We know it doesn't work as well for the A-M.root-servers.net
operators, who sit on more than adequately provisioned L2 and raised
floor infrastructures, as IPv4, and we know that it really doesn't
work as well for just about everywhere else. Yet we're making it
mandatory.
Worse, we know the metrics will suck, yet the numbers in the DAG don't
reflect that certain knowledge.
I suggest making v6 optional rather than mandatory, for new gTLD
applicants, as it is for root-servers.net operators, and all current
TLD operators. Getting to v6 is so important that ICANN should not
compromise the future by making it mandatory prematurely.
5. The discussion of IDNs should end at the end of para 1 on page 8.
The display difficulties, at ICANN or at some unprepared registrars
are simply irrelevant to the scaling issue. There is no room for the
covert insertion of "LEOs and trademark portfolio managers can't parse
IDNs in WHOIS data, oh joy to the criminal classes" in a report on
scaling.
6. Also on page 8, in the para before the section on IDNs, there is an
unfortunate comparison of ICANN root management processes and systems
and Verisign root management processes and systems, in the discussion
of quad-A resource records. The reason this comparison or likening is
unfortunate is because it suggests a parity or equivalence between the
two that simply doesn't exist. ICANN does some bookkeeping and makes
requests, Verisign operationalizes every change requested, generates
the signed zones, and publishes the signed zones. ICANN is not the
author of changes, nor the implementor of changes to the IANA root,
the resources and responsibilities are not so similar as to make the
implied comparison meaningful.
As the para concludes, there is no operational or scaling issue in
quad-A resource records, so the para could be removed, and the
gratuitous adjacent-therefore-alike error removed as well.
What is missing from the paper has been missing all along, as I've
commented previously. We are not simply concerned with an automated
editing system which may monotonically increase the size of the IANA
root through an endless sequence of textual deltas, but with one or
more sets of independent, highly sophisticated, authorized to halt the
process and delete deltas human beings. It really doesn't matter if
Corporate Counsel or the outsourced legal service bureau has a bad day
doing contract approval, there are no time critical consequences.

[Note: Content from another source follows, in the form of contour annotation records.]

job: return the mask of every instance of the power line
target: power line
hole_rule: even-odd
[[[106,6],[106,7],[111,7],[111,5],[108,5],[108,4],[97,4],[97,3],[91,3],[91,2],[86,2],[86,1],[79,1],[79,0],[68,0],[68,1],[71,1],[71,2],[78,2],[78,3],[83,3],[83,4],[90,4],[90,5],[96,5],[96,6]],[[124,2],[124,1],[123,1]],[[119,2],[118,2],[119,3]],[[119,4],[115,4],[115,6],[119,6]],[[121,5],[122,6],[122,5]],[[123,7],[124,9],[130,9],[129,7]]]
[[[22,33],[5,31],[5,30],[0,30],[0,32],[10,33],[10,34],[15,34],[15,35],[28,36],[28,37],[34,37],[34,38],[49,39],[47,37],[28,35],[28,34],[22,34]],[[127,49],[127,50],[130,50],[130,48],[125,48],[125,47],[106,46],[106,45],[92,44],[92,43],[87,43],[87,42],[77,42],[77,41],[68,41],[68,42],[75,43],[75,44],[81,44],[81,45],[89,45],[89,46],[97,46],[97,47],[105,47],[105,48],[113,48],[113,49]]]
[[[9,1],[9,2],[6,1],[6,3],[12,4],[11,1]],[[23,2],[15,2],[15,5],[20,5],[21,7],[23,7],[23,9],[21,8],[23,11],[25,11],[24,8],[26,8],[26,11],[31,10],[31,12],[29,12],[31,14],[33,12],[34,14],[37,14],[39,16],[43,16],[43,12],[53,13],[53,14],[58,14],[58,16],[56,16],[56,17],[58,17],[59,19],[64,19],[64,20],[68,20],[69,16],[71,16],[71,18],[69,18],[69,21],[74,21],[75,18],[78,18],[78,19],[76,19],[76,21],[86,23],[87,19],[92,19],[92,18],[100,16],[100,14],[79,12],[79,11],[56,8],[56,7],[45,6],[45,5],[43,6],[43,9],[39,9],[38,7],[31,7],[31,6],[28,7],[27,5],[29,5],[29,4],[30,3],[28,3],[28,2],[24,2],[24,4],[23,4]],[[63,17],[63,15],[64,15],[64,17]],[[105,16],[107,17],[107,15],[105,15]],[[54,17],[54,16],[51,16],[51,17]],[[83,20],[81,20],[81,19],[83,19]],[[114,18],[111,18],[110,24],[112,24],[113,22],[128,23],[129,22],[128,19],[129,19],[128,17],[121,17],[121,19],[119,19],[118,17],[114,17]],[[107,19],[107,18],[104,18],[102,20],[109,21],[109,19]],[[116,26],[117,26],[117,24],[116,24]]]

There are time critical consequences when an incorrect change set to
the IANA root is published.
Additionally, we know since the .C varient of Conficker that name
spaces are a resource for the authors of distributed systems needing
rendezvous points, and the "call the IANA contacts list" came very
close to failure in March, 2009, when the "all hands" problem was
o(100). Fundamentally, this study proposes that future "all hands",
waking up o(1000) times the number of years since 2012, requires no
operational change or preparedness.
I think those two are significant defects in the RZS.